In the first ever meeting, and only the 43rd game ever played by Arkansas and the 42nd ever played by Texas A&M, the Aggies won 6–0. The Aggies were coached by J. E. Platt and the Razorbacks were coached (in his only season as a head coach) by D. A. McDaniel.

=== 1937 – First ranking in series ===
Arkansas 26 – Texas A&M 13

After the introduction of the AP Poll in the 1936 season, the first ranking in the series came just the next year, with defending conference champions Arkansas being ranked No. 20 prior to the matchup. Arkansas won 26–13, in the two teams' second meeting in Fayetteville as conference foes.

=== 1939 – Texas A&M's national championship year ===
Texas A&M 27 – Arkansas 0

In 1939, after winning the game 27–0, the Aggies went on to an overall record of 11–0 and named the college football national champions in the Associated Press writers' poll for the 1939 college football season.

=== 1964 – Arkansas's national championship year ===
Arkansas 17 – Texas A&M 0

In 1964, after winning the game 17–0 in College Station, Texas, the Razorbacks went on to an overall record of 11–0 and won the college football national championship by beating Nebraska in the Cotton Bowl Classic. The Aggies were coached (in his final season) by Hank Foldberg, and Arkansas was coached by Hall of Fame coach Frank Broyles. This game marked the beginning of a streak of three straight scoreless games in the series for the Aggies.

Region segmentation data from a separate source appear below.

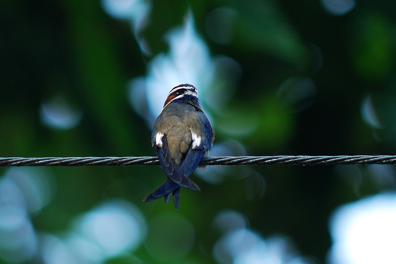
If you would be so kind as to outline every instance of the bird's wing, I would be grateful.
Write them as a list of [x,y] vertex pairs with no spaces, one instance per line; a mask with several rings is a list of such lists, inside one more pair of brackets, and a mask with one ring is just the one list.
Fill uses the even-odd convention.
[[[178,166],[175,165],[170,157],[170,153],[166,142],[166,135],[162,137],[162,147],[157,148],[157,156],[159,164],[167,176],[181,186],[194,191],[199,191],[199,187],[185,174],[181,172]],[[190,174],[191,175],[191,174]],[[190,176],[190,175],[189,175]]]
[[186,155],[186,158],[180,164],[180,171],[187,177],[190,177],[193,174],[199,165],[201,160],[205,157],[212,147],[213,142],[212,126],[206,115],[203,113],[202,113],[202,118],[204,128],[201,132],[204,135],[204,136],[201,137],[203,140],[199,146],[196,147],[195,149],[193,149],[191,147],[190,148]]

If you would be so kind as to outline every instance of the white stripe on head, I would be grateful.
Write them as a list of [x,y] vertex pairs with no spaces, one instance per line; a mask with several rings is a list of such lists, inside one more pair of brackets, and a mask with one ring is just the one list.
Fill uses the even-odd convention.
[[[182,95],[191,95],[192,96],[195,96],[198,97],[198,92],[197,91],[197,88],[196,88],[193,85],[191,85],[191,84],[181,84],[180,85],[178,85],[176,87],[174,87],[169,93],[168,94],[168,96],[169,97],[172,94],[174,94],[175,92],[181,90],[186,90]],[[178,96],[177,98],[179,98]]]

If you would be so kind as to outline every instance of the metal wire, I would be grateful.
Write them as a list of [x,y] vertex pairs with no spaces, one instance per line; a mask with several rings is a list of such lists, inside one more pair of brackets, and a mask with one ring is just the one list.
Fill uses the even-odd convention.
[[[396,164],[396,156],[244,156],[210,157],[201,165],[331,165]],[[159,165],[155,157],[0,158],[0,166],[132,166]]]

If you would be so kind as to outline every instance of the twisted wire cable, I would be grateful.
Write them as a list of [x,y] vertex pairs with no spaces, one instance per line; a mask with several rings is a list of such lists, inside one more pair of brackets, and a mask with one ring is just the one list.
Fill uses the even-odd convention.
[[[204,158],[201,165],[334,165],[396,164],[396,156],[243,156]],[[132,166],[159,165],[156,157],[0,158],[0,166]]]

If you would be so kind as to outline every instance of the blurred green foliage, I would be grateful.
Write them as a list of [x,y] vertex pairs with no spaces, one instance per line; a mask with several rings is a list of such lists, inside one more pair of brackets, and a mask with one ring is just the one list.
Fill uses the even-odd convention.
[[[145,74],[150,58],[140,52],[129,23],[109,17],[99,1],[6,0],[0,6],[0,156],[154,155],[150,128],[128,102],[129,80]],[[205,30],[208,13],[223,6],[238,11],[228,44],[216,44]],[[213,113],[215,143],[235,138],[251,155],[395,154],[396,3],[359,1],[350,12],[336,16],[319,1],[153,1],[142,33],[153,54],[167,50],[163,35],[182,24],[189,8],[212,54],[233,58],[243,71],[228,110]],[[296,74],[312,80],[317,89],[311,103],[299,110],[277,96]],[[42,103],[59,95],[83,112],[74,128],[52,129],[40,120]],[[368,95],[383,128],[371,127],[361,116]],[[252,132],[233,137],[224,132],[233,125]],[[381,191],[368,179],[356,192],[331,166],[253,168],[265,179],[262,195],[248,195],[251,179],[233,167],[221,184],[196,179],[202,191],[182,190],[181,209],[175,213],[162,201],[142,202],[164,180],[159,167],[50,168],[55,197],[33,221],[39,230],[61,232],[100,202],[124,199],[152,225],[169,212],[189,219],[195,242],[180,261],[210,263],[218,237],[211,221],[220,210],[232,209],[246,215],[250,227],[263,236],[286,234],[302,255],[324,262],[331,246],[331,212]],[[145,263],[160,262],[148,251],[160,250],[162,256],[166,248],[148,247],[109,263],[139,263],[133,255]],[[175,261],[170,258],[166,261]]]

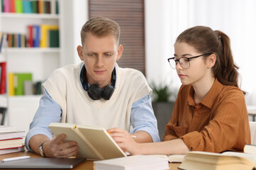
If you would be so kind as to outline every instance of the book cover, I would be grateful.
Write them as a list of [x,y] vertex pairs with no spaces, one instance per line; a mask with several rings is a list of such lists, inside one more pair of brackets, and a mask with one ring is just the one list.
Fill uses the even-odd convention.
[[153,157],[166,159],[170,163],[181,163],[184,159],[185,154],[151,154]]
[[11,0],[10,3],[11,3],[10,4],[11,12],[11,13],[16,13],[15,0]]
[[49,47],[59,47],[59,30],[49,30]]
[[25,34],[21,34],[21,47],[26,47],[26,35]]
[[55,135],[65,133],[67,141],[76,141],[79,157],[103,160],[126,157],[124,152],[102,128],[52,123],[48,126]]
[[14,94],[16,96],[24,95],[24,81],[32,81],[32,73],[14,74]]
[[6,62],[1,62],[1,84],[0,84],[0,94],[3,94],[6,92]]
[[38,13],[43,13],[43,1],[38,0]]
[[28,26],[28,45],[30,47],[33,47],[33,26]]
[[1,0],[1,11],[4,12],[4,0]]
[[0,149],[22,147],[22,139],[23,138],[19,137],[10,140],[0,140]]
[[49,45],[48,45],[48,30],[58,30],[58,26],[52,26],[52,25],[46,25],[42,24],[41,26],[41,47],[49,47]]
[[150,155],[134,155],[93,162],[95,170],[169,169],[167,159]]
[[0,52],[3,47],[3,42],[4,42],[4,35],[2,32],[0,32]]
[[11,153],[24,151],[24,150],[25,150],[24,146],[19,147],[1,149],[0,149],[0,154],[11,154]]
[[37,2],[36,1],[31,1],[31,6],[32,6],[32,13],[38,13],[38,8],[37,8]]
[[252,170],[255,164],[255,154],[236,152],[213,153],[191,151],[186,154],[178,168],[188,170]]
[[56,0],[51,0],[50,1],[50,13],[51,14],[56,14]]
[[22,1],[21,0],[16,0],[16,12],[18,13],[23,13],[23,6],[22,6]]
[[11,12],[11,0],[4,0],[4,11],[5,13]]
[[11,34],[11,47],[15,47],[15,34]]
[[40,47],[40,26],[33,26],[33,47]]
[[15,131],[9,132],[1,132],[0,140],[21,138],[26,136],[25,131]]
[[31,13],[32,2],[31,1],[22,1],[23,12],[24,13]]
[[21,47],[21,34],[18,34],[18,40],[17,40],[17,47]]
[[0,125],[0,133],[2,132],[12,132],[17,130],[16,127],[15,126],[9,126],[9,125]]

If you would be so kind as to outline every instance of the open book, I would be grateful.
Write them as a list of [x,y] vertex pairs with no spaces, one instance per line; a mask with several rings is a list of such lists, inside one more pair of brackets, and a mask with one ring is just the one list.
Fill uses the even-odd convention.
[[165,158],[170,163],[181,163],[183,162],[185,154],[149,154],[150,156],[156,157],[162,157]]
[[52,123],[48,127],[56,136],[65,133],[65,141],[76,141],[79,157],[103,160],[127,157],[103,128],[63,123]]
[[222,154],[207,152],[188,152],[178,167],[187,170],[252,170],[256,167],[256,154],[225,152]]

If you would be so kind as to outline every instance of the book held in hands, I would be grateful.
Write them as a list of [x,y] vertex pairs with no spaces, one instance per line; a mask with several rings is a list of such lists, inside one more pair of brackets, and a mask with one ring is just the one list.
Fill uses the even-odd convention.
[[24,131],[16,131],[14,126],[0,126],[0,154],[24,150],[22,144]]
[[235,152],[212,153],[188,152],[180,166],[186,170],[252,170],[256,168],[256,154]]
[[166,158],[151,155],[134,155],[94,162],[95,170],[163,170],[169,169]]
[[75,141],[79,147],[78,157],[103,160],[127,157],[103,128],[52,123],[48,125],[54,135],[65,134],[65,141]]

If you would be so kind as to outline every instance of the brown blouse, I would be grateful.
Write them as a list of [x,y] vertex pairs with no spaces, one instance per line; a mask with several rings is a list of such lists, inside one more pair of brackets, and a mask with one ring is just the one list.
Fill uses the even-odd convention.
[[250,144],[248,113],[240,89],[217,79],[196,105],[192,85],[181,86],[164,141],[180,138],[191,150],[240,151]]

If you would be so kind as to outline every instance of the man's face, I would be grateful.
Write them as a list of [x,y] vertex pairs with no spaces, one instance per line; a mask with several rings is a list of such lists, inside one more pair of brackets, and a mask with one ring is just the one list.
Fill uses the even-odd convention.
[[114,64],[122,52],[122,46],[117,46],[114,35],[99,38],[88,33],[83,47],[78,47],[78,52],[85,62],[90,84],[97,84],[103,88],[111,84]]

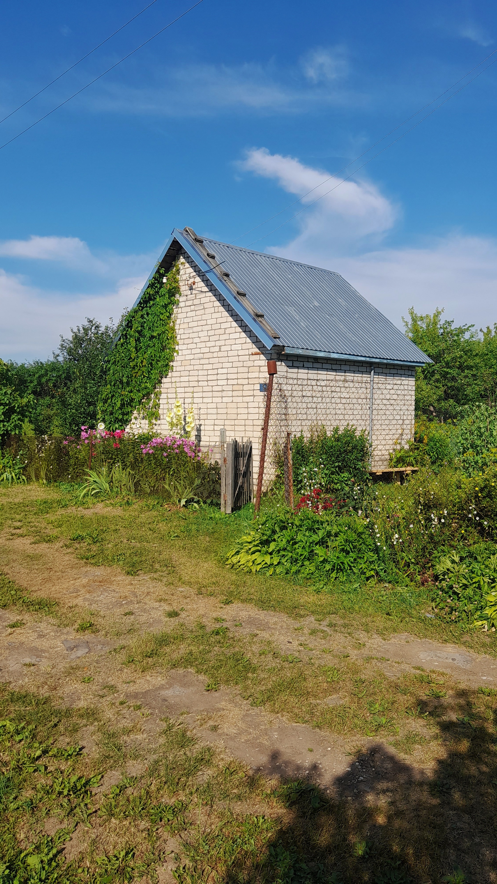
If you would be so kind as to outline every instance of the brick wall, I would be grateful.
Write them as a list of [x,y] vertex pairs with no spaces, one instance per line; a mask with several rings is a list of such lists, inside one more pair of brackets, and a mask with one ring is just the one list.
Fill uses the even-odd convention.
[[[172,405],[176,390],[187,408],[193,392],[203,444],[218,441],[222,427],[228,439],[251,438],[256,478],[265,405],[259,385],[267,382],[269,352],[186,252],[180,282],[179,353],[162,383],[156,430],[168,433],[167,401]],[[367,431],[370,372],[366,362],[283,357],[278,362],[270,436],[280,436],[287,425],[292,432],[306,432],[316,423],[328,430],[351,423]],[[373,403],[373,467],[382,467],[394,441],[411,432],[414,370],[375,367]]]

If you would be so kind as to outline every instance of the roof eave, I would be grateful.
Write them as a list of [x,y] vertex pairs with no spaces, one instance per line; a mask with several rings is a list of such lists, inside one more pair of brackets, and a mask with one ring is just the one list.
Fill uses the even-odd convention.
[[283,356],[315,356],[317,359],[338,359],[338,360],[351,360],[354,362],[371,362],[374,365],[405,365],[410,368],[419,369],[427,362],[431,362],[432,360],[426,356],[424,362],[415,362],[408,360],[402,359],[378,359],[376,357],[361,355],[359,354],[352,353],[327,353],[325,350],[302,350],[294,347],[285,347]]
[[[137,297],[137,299],[134,301],[134,304],[133,306],[136,307],[136,305],[140,301],[140,299],[143,295],[144,292],[147,291],[147,287],[149,286],[149,283],[150,282],[150,279],[154,276],[154,273],[156,273],[156,271],[157,271],[157,267],[160,266],[160,264],[164,261],[164,259],[165,255],[167,255],[167,253],[168,253],[171,246],[174,242],[174,240],[176,240],[176,241],[180,246],[183,247],[183,248],[185,249],[185,251],[188,253],[188,255],[190,255],[190,257],[195,261],[195,263],[197,265],[197,267],[200,268],[200,270],[202,271],[202,272],[213,284],[213,286],[216,286],[216,288],[218,289],[218,291],[219,292],[219,293],[222,294],[223,297],[226,298],[226,300],[227,301],[227,302],[230,304],[230,306],[233,307],[233,309],[235,311],[235,313],[237,314],[237,316],[240,316],[240,318],[242,319],[244,323],[246,323],[246,324],[248,326],[248,328],[250,329],[250,331],[253,332],[255,335],[256,335],[257,339],[260,340],[261,343],[264,344],[264,347],[267,347],[268,350],[271,350],[275,347],[280,347],[281,344],[279,343],[279,340],[275,340],[274,338],[271,338],[266,332],[264,332],[264,330],[259,325],[259,324],[256,321],[256,319],[254,318],[254,316],[252,316],[252,314],[249,313],[248,310],[246,309],[246,308],[244,308],[243,304],[240,303],[240,301],[234,296],[234,294],[233,293],[233,292],[231,291],[231,289],[218,276],[218,274],[216,273],[216,271],[212,270],[212,268],[210,267],[210,265],[207,263],[207,262],[205,261],[205,259],[203,258],[203,256],[195,248],[195,246],[190,241],[190,240],[187,239],[185,236],[185,234],[183,233],[182,231],[178,230],[177,227],[174,228],[174,230],[172,231],[171,236],[169,237],[169,240],[167,240],[167,242],[165,244],[165,247],[163,249],[162,255],[161,255],[161,256],[160,256],[160,258],[159,258],[159,260],[157,262],[157,266],[154,268],[154,270],[150,273],[149,278],[147,279],[147,282],[143,286],[143,288],[141,289],[140,294],[138,295],[138,297]],[[164,268],[164,270],[165,270],[165,268]],[[167,268],[167,270],[169,270],[169,268]]]

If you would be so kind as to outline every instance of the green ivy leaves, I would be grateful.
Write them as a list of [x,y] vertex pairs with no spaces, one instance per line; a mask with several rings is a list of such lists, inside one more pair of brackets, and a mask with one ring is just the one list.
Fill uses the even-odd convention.
[[125,316],[107,360],[99,414],[107,430],[123,430],[134,412],[151,425],[159,416],[159,385],[178,352],[174,308],[180,268],[164,277],[157,267],[146,291]]

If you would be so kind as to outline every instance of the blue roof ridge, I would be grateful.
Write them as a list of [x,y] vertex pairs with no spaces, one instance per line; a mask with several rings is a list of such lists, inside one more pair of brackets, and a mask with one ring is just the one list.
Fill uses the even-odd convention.
[[[241,252],[249,252],[250,255],[258,255],[262,258],[272,258],[273,261],[284,261],[287,264],[297,264],[299,267],[310,267],[311,270],[322,271],[324,273],[332,273],[333,276],[338,276],[340,279],[344,278],[341,273],[338,273],[336,271],[330,271],[327,267],[317,267],[316,264],[306,264],[303,261],[294,261],[294,258],[282,258],[280,255],[271,255],[271,252],[256,252],[254,248],[246,248],[245,246],[233,246],[231,242],[222,242],[220,240],[211,240],[210,237],[203,236],[200,233],[198,235],[201,239],[207,240],[209,242],[213,242],[217,246],[224,246],[225,248],[236,248]],[[350,283],[348,285],[350,285]],[[361,297],[363,297],[363,295]]]

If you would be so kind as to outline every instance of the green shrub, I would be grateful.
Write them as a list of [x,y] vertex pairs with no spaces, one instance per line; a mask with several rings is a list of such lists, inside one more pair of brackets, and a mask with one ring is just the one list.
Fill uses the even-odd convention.
[[390,453],[391,467],[434,467],[440,469],[454,461],[451,438],[454,423],[437,423],[425,418],[417,421],[412,439]]
[[452,447],[455,463],[466,476],[497,462],[497,410],[487,405],[461,408]]
[[106,362],[99,410],[111,430],[127,426],[135,411],[158,418],[158,387],[177,353],[174,308],[180,294],[179,265],[164,277],[157,267],[140,301],[123,316]]
[[497,545],[461,546],[439,558],[433,572],[438,577],[433,601],[439,615],[446,621],[472,625],[489,594],[497,590]]
[[[325,427],[303,433],[292,440],[294,486],[297,494],[309,495],[319,488],[325,494],[358,507],[361,494],[370,481],[369,442],[366,433],[356,427],[339,427],[328,435]],[[279,457],[279,476],[283,476],[282,455]],[[356,492],[356,493],[355,493]]]
[[26,461],[22,459],[22,452],[14,457],[10,451],[0,452],[0,483],[5,485],[26,484],[23,470]]
[[335,518],[304,509],[260,518],[230,550],[226,563],[254,574],[368,580],[386,573],[382,552],[354,514]]
[[0,359],[0,446],[22,431],[33,401],[33,396],[18,392],[11,366]]

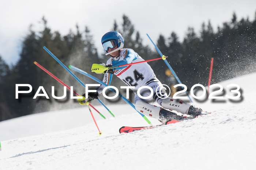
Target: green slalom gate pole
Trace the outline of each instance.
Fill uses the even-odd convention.
[[[69,68],[69,69],[74,70],[75,71],[76,71],[78,72],[79,72],[81,74],[83,74],[83,75],[84,75],[85,76],[87,76],[87,77],[90,78],[91,79],[92,79],[93,80],[94,80],[96,81],[99,84],[101,84],[102,86],[103,86],[104,87],[107,87],[109,86],[108,86],[107,84],[106,84],[104,83],[103,83],[102,82],[99,80],[99,79],[97,79],[97,78],[95,78],[93,76],[92,76],[90,74],[87,73],[87,72],[84,71],[83,70],[82,70],[76,67],[75,66],[71,66],[71,65],[69,65],[68,66],[68,67]],[[116,93],[116,91],[113,89],[112,88],[109,88],[110,90],[111,90],[112,91],[114,92],[115,93]],[[134,106],[134,105],[132,104],[128,100],[127,100],[123,96],[121,95],[120,94],[118,94],[118,96],[121,98],[122,99],[124,100],[127,103],[129,104],[130,106],[132,106],[139,114],[140,114],[143,118],[143,119],[147,122],[151,126],[152,125],[152,123],[151,123],[151,122],[148,120],[148,119],[147,118],[147,117],[146,116],[143,114],[142,114],[140,113],[140,112],[139,112],[138,110],[136,110],[136,108],[135,108],[135,106]]]
[[[99,101],[99,103],[101,103],[102,104],[102,102],[101,100],[99,100],[98,101]],[[103,105],[103,106],[105,107],[105,105],[104,105],[104,104],[102,104],[102,105]],[[106,108],[106,110],[108,110],[108,111],[109,111],[109,113],[110,113],[110,114],[111,114],[111,115],[112,115],[112,116],[113,117],[114,117],[114,116],[115,116],[114,115],[114,114],[113,114],[113,113],[112,113],[112,112],[111,112],[111,111],[110,111],[110,110],[109,110],[108,108],[108,107],[105,107],[105,108]]]

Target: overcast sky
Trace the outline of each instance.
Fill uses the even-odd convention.
[[[100,54],[104,51],[102,36],[111,31],[114,20],[120,24],[124,14],[140,33],[144,44],[151,46],[146,33],[156,42],[160,34],[169,37],[174,31],[181,41],[189,26],[197,32],[203,22],[210,20],[216,31],[230,20],[234,12],[238,20],[253,20],[256,0],[1,0],[0,55],[8,64],[15,64],[30,25],[35,30],[42,29],[39,21],[44,16],[52,31],[62,35],[75,31],[77,23],[81,31],[88,26]]]

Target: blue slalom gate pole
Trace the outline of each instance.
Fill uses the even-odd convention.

=== 1975 – First ranked matchup ===
Arkansas 31 – Texas A&M 6

In 1975, Texas A&M was undefeated at 10–0 and ranked No. 2 in the nation coming into the regular season finale at No. 18 Arkansas. The game was played in Little Rock at War Memorial Stadium in front of a national audience, broadcast on ABC. If the Aggies won, they would clinch the Southwest Conference championship outright, and would have a chance to win a national championship in the 1976 Cotton Bowl Classic. But it wasn't to be, as the Razorbacks defeated Texas A&M 31–6, forcing a three-way tie for the SWC crown between Arkansas, Texas, and Texas A&M, sending the Razorbacks to the Cotton Bowl. Arkansas would beat Georgia in the Cotton Bowl Classic, 31–10, finishing the season 10–2 and ranked No. 7 in the AP poll. Meanwhile, the Aggies would stumble in a Liberty Bowl loss to USC, 20–0, and also finish the season with a 10–2 record and No. 11 ranking in the AP poll.

=== 1980 ===
Arkansas 27 – Texas A&M 24

The 1980 contest won by Arkansas 27–24 was Texas A&M's 800th game ever played by the program. Arkansas was led by head coach Lou Holtz in his fourth year with the team, and went on to an overall record of 7–5 (3–5 in conference) for the season. The Aggies were led by Tom Wilson in his next to last season with the team, and finished the year 4–7 (3–5 in conference).

=== 1986 ===
Arkansas 14 – Texas A&M 10

In 1986, the No. 7 Aggies were the defending Southwest Conference champions when they rolled into Little Rock to face No. 17 Arkansas in front of a sell out crowd at War Memorial Stadium. The Razorbacks would jump out to an early 7–0 lead, but Texas A&M would tie the game with a touchdown of their own, and the teams would be tied at halftime, 7–7, due to a missed A&M field goal. Arkansas would take back the lead in the 3rd quarter on a Greg Thomas touchdown run. The Razorback defense played great all game long, holding the Aggies to a field goal in the second half. On fourth down from inside the Arkansas fifteen yard line, Arkansas's defense tipped away an Aggie pass into the end zone in the closing seconds of the game, securing the victory for the Razorbacks. Both teams would finish the season 9–3 after bowl losses.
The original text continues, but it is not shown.